After decades of starring in schlock, cult icon Bruce Campbell creates his own epic. Chuck Teed checks out the Man with the Screaming Brain.

If you are a B-movie fanatic, chances are you’ve run into Bruce Campbell at least once in your movie-renting career. The 47-year-old actor, who is best known as Ashley J. “Ash” Williams from the Evil Dead trilogy, has appeared in over 50 films, including such classics as Maniac Cop, Lunatics: A Love Story and the 2002 cult favourite Bubba Ho-Tep. He might not be a leading man in major motion blockbusters (though he has made bit appearances in both Spider-Man films and was third lead in the Matthew Perry snoozer Serving Sara), but if you’re looking for high-quality low-budget entertainment, Campbell is your man.

A man with a dream, apparently. For the last 18 years, Campbell has been writing, pitching, producing and directing his project Man With the Screaming Brain, a gleefully ridiculous sci-fi tale about wealthy American industrialist William Cole (Campbell also stars in the film), who shares his body with a Russian cab driver (Vladimir Kolev) after having their brains fused together by a mad scientist (Stacy Keach). After years of rejection and futility, Campbell finally patched together the funds to bring the film to life, and Brain made its long-awaited debut on the Sci-Fi channel September 10. Now on DVD, Campbell is happy to see Brain’s release get to the masses.

“I had 18 years of hurdles, mostly monetary,” he says via email, “But I’m glad to download that information out of my head. I’m happy with the results, but like all low-budget movies, there was a lot of tap-dancing in order to make it work.”

Like relocating to Bulgaria. Campbell chose the location because of the lower labour costs, but the move resulted in a script rewrite and a whole other host of problems. He called the experience “a pain in the ass” on, but has slightly better memories of it now.

“I enjoyed the country of Bulgaria, so let’s make no mistake about that,” he explains. “What didn’t make sense, however, was shooting Brain there. We were there because of the huge cost savings, but the film had to be altered greatly to conform to a Bulgarian landscape.”

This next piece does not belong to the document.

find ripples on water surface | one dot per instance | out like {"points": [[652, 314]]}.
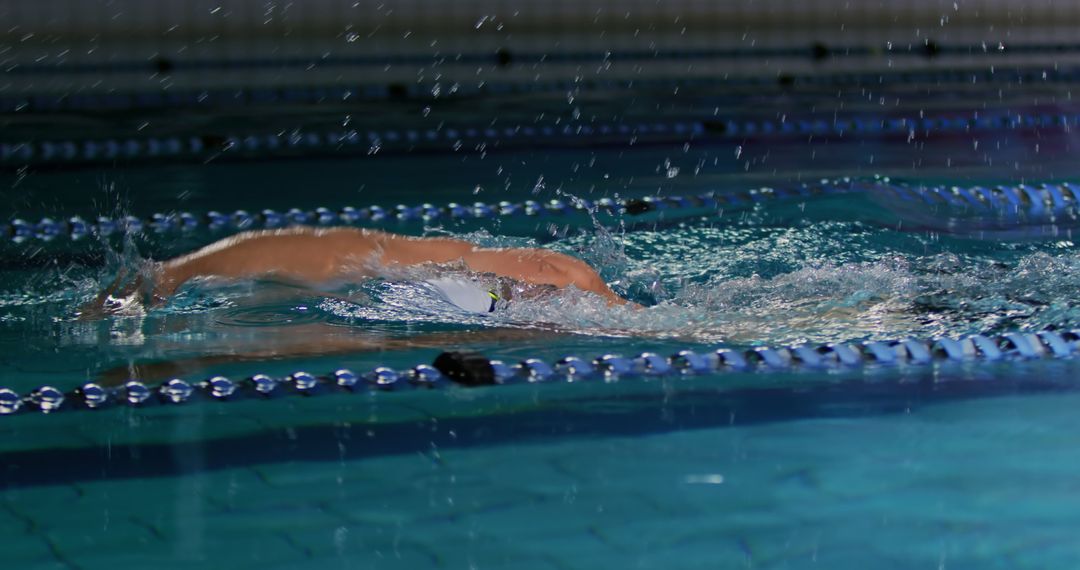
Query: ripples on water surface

And even in Bulgaria, Brain’s budget (an estimated $2 million, or one percent of what Titanic cost to make) was quickly stretched thin. Luckily, Campbell is an old pro when it comes to miniscule budgets, and was able to roll with the punches. “Doing low-budget films forces you to make critical decisions and then stick with them, unless you can think of a cheaper way to do something,” he says. “It demands discipline, and I’m OK with that.”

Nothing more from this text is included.